# 15RPM motor



## patnor1011 (Feb 7, 2020)

Does anyone who takes stuff apart know if microwave or copier motors do have the torque to be able to turn plastic bucket at 45 angle with up to 10 kilograms in total weight? 
I am planning to build a few "cement mixer like" machines or turntables but smaller and while there is a lot of motors on Amazon or eBay I might save some money if these can be used. :mrgreen:


----------



## Shark (Feb 7, 2020)

The larger microwave motors can handle 10 pounds fairly easy and the motors from outdoor grills can as well. In my effort the weight was limited by the volume of a 5 gallon bucket. With proper gearing (if it is even needed) I would think they could work with twice that weight which would get you in the 10 kilo range. I also failed with my little cement mixer using a 1/4 horse motor from a washing machine. It didn't have the torque to get it started on it's own but worked fair with a push start.


----------



## snoman701 (Feb 8, 2020)

Rotisserie motor from a grill turns at 6 rpm and is your easiest way of doing it in my opinion.

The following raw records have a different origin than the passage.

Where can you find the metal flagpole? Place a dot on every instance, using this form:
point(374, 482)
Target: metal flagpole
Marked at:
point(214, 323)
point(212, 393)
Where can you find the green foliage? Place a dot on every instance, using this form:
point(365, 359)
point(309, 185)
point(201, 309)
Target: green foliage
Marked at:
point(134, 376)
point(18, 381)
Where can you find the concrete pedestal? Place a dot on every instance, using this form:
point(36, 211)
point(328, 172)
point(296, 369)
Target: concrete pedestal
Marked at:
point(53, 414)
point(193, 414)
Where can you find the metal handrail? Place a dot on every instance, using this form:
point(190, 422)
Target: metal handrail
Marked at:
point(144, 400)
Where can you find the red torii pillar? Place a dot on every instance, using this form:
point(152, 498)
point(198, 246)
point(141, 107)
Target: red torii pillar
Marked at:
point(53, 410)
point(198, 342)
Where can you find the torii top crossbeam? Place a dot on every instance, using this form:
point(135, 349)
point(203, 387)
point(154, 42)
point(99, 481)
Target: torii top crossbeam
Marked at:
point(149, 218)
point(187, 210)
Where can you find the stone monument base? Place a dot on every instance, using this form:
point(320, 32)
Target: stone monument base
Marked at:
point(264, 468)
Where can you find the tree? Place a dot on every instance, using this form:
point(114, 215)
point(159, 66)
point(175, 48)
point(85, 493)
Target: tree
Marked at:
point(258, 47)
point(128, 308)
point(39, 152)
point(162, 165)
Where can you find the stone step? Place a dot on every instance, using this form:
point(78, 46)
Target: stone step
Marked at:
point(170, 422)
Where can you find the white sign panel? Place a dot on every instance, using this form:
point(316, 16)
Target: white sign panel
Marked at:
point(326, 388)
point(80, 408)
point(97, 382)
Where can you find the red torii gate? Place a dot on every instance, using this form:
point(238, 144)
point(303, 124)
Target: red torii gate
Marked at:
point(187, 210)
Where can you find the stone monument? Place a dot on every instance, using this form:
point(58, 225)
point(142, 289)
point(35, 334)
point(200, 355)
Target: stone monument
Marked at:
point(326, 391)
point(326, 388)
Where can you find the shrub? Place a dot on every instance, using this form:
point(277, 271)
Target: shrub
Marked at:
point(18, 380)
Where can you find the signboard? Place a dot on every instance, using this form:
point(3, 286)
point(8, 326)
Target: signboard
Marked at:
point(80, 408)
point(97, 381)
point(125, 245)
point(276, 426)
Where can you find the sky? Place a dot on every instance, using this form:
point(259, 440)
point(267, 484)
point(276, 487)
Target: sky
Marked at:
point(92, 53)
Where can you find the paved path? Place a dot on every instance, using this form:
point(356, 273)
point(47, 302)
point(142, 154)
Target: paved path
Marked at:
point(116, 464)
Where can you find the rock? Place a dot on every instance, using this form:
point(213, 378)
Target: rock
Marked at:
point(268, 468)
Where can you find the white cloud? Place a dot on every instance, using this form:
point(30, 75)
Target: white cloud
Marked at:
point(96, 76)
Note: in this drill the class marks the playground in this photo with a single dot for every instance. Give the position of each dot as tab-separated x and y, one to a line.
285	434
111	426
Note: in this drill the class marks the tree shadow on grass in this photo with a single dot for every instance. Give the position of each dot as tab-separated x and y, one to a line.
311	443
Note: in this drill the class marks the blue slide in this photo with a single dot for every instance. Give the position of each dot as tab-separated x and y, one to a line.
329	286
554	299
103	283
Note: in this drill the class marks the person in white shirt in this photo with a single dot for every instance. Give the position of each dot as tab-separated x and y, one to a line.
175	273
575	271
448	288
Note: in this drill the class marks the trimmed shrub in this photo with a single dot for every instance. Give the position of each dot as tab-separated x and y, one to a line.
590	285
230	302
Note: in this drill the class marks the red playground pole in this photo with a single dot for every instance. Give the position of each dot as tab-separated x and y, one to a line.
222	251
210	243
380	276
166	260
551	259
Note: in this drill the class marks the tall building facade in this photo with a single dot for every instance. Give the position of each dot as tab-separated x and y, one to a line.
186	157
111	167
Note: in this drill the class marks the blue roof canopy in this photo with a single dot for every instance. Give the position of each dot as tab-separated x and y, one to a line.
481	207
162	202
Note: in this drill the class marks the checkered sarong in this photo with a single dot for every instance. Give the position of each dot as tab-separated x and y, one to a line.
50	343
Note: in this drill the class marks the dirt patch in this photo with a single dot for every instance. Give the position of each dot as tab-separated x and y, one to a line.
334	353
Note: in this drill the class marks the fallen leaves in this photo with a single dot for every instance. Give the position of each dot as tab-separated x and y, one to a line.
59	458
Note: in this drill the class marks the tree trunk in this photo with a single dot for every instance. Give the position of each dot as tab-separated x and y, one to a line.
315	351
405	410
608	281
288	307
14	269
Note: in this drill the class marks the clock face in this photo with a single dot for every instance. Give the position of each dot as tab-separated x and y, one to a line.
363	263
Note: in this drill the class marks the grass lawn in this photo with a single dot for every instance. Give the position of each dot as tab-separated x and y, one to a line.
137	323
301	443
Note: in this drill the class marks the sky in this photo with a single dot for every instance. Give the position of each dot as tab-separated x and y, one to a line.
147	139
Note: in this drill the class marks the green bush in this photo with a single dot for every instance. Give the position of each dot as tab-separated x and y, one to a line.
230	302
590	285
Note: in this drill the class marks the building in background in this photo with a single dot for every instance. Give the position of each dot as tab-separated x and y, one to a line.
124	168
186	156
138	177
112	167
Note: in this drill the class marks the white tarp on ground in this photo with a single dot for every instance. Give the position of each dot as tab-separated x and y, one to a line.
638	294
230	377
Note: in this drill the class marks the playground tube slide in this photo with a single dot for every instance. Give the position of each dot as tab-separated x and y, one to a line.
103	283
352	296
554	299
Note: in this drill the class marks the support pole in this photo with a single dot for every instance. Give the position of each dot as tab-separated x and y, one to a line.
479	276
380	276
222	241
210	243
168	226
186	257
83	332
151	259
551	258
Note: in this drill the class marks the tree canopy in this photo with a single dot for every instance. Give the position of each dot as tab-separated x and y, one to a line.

Sent from my iPhone using Tapatalk


----------



## Geo (Feb 8, 2020)

Smaller motor with built-in gear reduction. You could go low voltage with a wiper motor or if you need a lot of torque, a starter from a lawn tractor or even an automobile. The former can run much longer than the latter before it overheats.


----------



## patnor1011 (Feb 8, 2020)

Well I will have to go scrapyard hunting. While microwave is obvious choice as there is plenty of them there I will likely end up taking "everthing that moves" as smaller microwave motor may not be strong enough.


----------



## jimdoc (Feb 8, 2020)

How about a windshield wiper motor off a car? The linkage may come in handy also.


----------



## rickzeien (Feb 8, 2020)

A car window regulator motor may work. 

Sent from my SM-G950U using Tapatalk


----------



## patnor1011 (Feb 8, 2020)

You guys are amazing. So many ideas I have to explore now


----------



## g_axelsson (Feb 9, 2020)

I found a couple of legs from a table with electric height adjustment. There was a decent motor with a gearbox and the right speed for tumbling a small bucket. The only thing I need is to make some venting holes in the plastic case, it gets quite hot when I run it continuously.

If you have a round bucket you could build a stand with rollers where the motor drives the rollers, then you would get an additional speed reduction depending on the diameter of the bucket and the roller.
It would also make it easy to load and unload the tumbler.

Göran


----------



## snoman701 (Feb 9, 2020)

doesn't get much easier than getting one of these 

https://www.ebay.com/itm/SEARS-4-inch-Face-Plate-9-2489-Craftsman-Lathes-3-4-Bore-X-16-T-P-I-92489-NEW/223782198543?hash=item341a755d0f:g:0CEAAOSwdi5d6V-f

screwing it on to a 3/4" bolt with loctite, pulley on the other end, ran through a 3/4" bronze bushing from the hardware store or mcmaster carr. 

not the cleanest way, but it gets you there with only woodworking tools and minimum expenses


----------



## snoman701 (Feb 9, 2020)

look at a good quality lp turntable as well. you can always increase the quality of the motor, but it's giving you a base that you can bolt a bucket to.

on edit...

when you bolt that bucket down...use fender washers. 

learned that one the hard way. nothing like a 2 gallon bucket of silver chloride in sulfuric acid flying around in circles...that was a mess


----------



## fishaholic5 (Aug 28, 2020)

There are low rpm geared motors available on eBay, I use turntable bearings to support the weight of the buckets

Cheers Wal


----------



## etack (Aug 28, 2020)

I used an old ice cream mixer motor for a while to rum a drum deplating system.

I would think an old razor scooter motor would work too. it could be controlled by a rheostat too.

Eric


----------



## geedigity (Aug 29, 2020)

Geo said:


> Smaller motor with built-in gear reduction. You could go low voltage with a wiper motor or if you need a lot of torque, a starter from a lawn tractor or even an automobile. The former can run much longer than the latter before it overheats.



As Geo mentioned, use a wiper motor. Wiper motors are rated for continuous duty, operate at 12 volts and can be powered using a computer power supply. I had some old roller skates, so I used those to support the lower end of the 5-gallon bucket. In order to limit the noise, I placed my 5-gallon tumbler in a plastic rolling tool box.


----------